I am a Stubb’s Insider and was provided promotional materials to conduct this recipe. All the opinions are 100% my own. Are you ready for your first big BBQ? Thanks to the folks at Stubbs we received some of their brand new sauces and spices to conduct this recipe. Memorial Day is approaching, what big plans to you have for your grill? Our family loves loves ribs, we don’t eat them very often because they are pretty expensive to eat them out and I really have not perfected grilling them. I have tried baking ribs first then grilling and now I was going to try to smoke ribs before basting them in the delicious sauce.
Ribs really are not that hard to make, you really just need a long window about 3-4 hours that you are around to allow them to slow cook. Not to mention they need to sit at room temperature about an hour before hitting the grill.

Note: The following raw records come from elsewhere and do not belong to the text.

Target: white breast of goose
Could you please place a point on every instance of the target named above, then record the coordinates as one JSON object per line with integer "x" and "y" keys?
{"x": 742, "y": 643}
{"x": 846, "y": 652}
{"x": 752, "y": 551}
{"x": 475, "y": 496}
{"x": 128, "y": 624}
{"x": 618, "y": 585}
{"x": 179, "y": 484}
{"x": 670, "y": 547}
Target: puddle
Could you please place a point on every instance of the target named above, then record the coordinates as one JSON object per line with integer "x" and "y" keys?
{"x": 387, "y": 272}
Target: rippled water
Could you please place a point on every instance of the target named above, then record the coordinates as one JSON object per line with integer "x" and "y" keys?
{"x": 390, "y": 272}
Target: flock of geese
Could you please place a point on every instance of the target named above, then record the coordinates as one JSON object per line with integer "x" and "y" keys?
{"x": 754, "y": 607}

My husband has a grill that has a small smoker feature so this was the perfect recipe to use on his grill. I was in charge though as he was out doing chores. No biggie, I will learn how to smoke meat.
First the prep of the ribs, there is a membrane on the back of each rib, you just need to get your finger underneath and pull it off. Not that hard.

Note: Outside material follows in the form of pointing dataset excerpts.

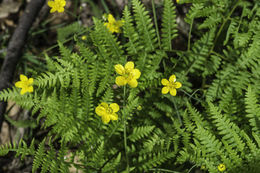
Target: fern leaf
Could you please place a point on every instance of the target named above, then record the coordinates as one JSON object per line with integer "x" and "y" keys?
{"x": 144, "y": 26}
{"x": 169, "y": 25}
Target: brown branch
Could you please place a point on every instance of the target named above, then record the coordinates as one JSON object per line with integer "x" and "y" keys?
{"x": 15, "y": 47}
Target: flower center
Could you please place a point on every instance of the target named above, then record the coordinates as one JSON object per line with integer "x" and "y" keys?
{"x": 109, "y": 110}
{"x": 128, "y": 75}
{"x": 172, "y": 85}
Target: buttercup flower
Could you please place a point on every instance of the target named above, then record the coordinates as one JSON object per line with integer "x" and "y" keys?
{"x": 107, "y": 112}
{"x": 129, "y": 74}
{"x": 113, "y": 25}
{"x": 84, "y": 37}
{"x": 25, "y": 84}
{"x": 221, "y": 167}
{"x": 57, "y": 5}
{"x": 170, "y": 85}
{"x": 139, "y": 107}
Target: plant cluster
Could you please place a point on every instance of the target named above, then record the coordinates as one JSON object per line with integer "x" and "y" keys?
{"x": 211, "y": 124}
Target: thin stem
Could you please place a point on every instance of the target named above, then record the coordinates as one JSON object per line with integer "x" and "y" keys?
{"x": 222, "y": 26}
{"x": 163, "y": 170}
{"x": 156, "y": 25}
{"x": 191, "y": 168}
{"x": 125, "y": 137}
{"x": 190, "y": 35}
{"x": 177, "y": 111}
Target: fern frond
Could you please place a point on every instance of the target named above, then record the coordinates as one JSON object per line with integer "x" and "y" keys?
{"x": 140, "y": 132}
{"x": 132, "y": 46}
{"x": 144, "y": 26}
{"x": 169, "y": 25}
{"x": 253, "y": 110}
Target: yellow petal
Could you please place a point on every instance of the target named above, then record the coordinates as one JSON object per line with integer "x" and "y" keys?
{"x": 104, "y": 104}
{"x": 30, "y": 80}
{"x": 136, "y": 73}
{"x": 113, "y": 116}
{"x": 63, "y": 3}
{"x": 164, "y": 81}
{"x": 105, "y": 118}
{"x": 178, "y": 84}
{"x": 133, "y": 83}
{"x": 120, "y": 69}
{"x": 129, "y": 66}
{"x": 111, "y": 18}
{"x": 60, "y": 10}
{"x": 120, "y": 81}
{"x": 23, "y": 78}
{"x": 19, "y": 84}
{"x": 23, "y": 91}
{"x": 172, "y": 78}
{"x": 30, "y": 89}
{"x": 114, "y": 107}
{"x": 165, "y": 90}
{"x": 120, "y": 23}
{"x": 51, "y": 3}
{"x": 52, "y": 10}
{"x": 100, "y": 110}
{"x": 173, "y": 92}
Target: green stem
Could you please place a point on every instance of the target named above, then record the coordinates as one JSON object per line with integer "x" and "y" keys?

Next massage your BBQ rub, we used Stubbs BBQ rub. It has a little kick to it, but you may not notice it after you add your sauce, coming much later.
Don’t be shy, rub in the spices. With clean hands of course.
To prêp the grill for smoking, you really need to soak your wood chips, we prefer fruit trees, and then place them to the side of the grill. This is where you will have your heat source. The grill should really not get above 300 degrees.
Boom you are done for 2.5-3.5 hours. Every once in a while you need to check your chips and add more, and be sure the temperature of the grill does not raise, other than that the grill is doing all the work. BOY does it smell good.
Time to lather the cooked ribs with the best sauce I have had. The new Stubbs Sticky Sweet is by far the best Stubbs sauce I have tasted. But when I think of ribs sticky and sweet is how I like them. Use another Stubbs sauce if you like a little kick or make homemade barbecue sauce, you can jar it for a great gift too.
You are almost done. I basted both sides liberally with the sauce. To avoid flare ups on the grill. I did this on a baking sheet off the grill. Put back on the grill. I rotated half way thru and reapplied more sauce.
Allow to sit 20 minutes if you can. Cut and serve.
Need I say more, I bought 4 more racks of ribs, they were on sale at Kroger, for next weekend when we have family in town. My daughter, who gave up pork 2 years ago, actually ate a few too.
What is your favorite thing to smoke on the grill?
Smoked Sweet Baby Back Ribs Recipe
- 2- to 4- tablespoons Stubb’s Bar-B-Q Spice Rub
- ½ cup Stubb’s Bar-B-Q Sauce (we fell in love with Sticky Sweet)
- Two (2- to 3- pound) racks of baby back ribs
- 3 cups wood chips, or 4 to 5 chunks, soaked We prefer fruit trees and used apple
1.Pull off the thin membrane from the underside of the rack of ribs. Blot each rack of ribs with a paper towel to dry. Massage the spice rub into the ribs on all sides. Leave the ribs at room temperature for up to 1 hour before grilling.
2. Prepare a grill for indirect cooking by layering soaked wood chips and charcoal. We used a gas grill and filled a tin pan with soaked apple chips. We kept the burners off the area where the ribs lay.
(for coal grilling) When the coals are ashed over, spread them out in one part of the grill so the food can cook to the side and not directly over the coals. Cover the grill and bring it to between 225°F and 235°F. (monitor your gas grill)
3.Cook the ribs bone side down with the grill lid closed, for 2.5 to 3.5 hours, or until the meat just starts to shrink back from the ends of the bones. To ensure even cooking, set an oven thermometer next to the ribs.
4. Finish by basting the ribs on both sides with your barbecue sauce of choice, and placing them back on the grill for 5 to 10 minutes. You don’t want to burn them. Once completed, set the rib racks on a baking sheet and cover with foil; let them rest for 10 to 20 minutes, then slice and serve. Serve with additional sauce if desired.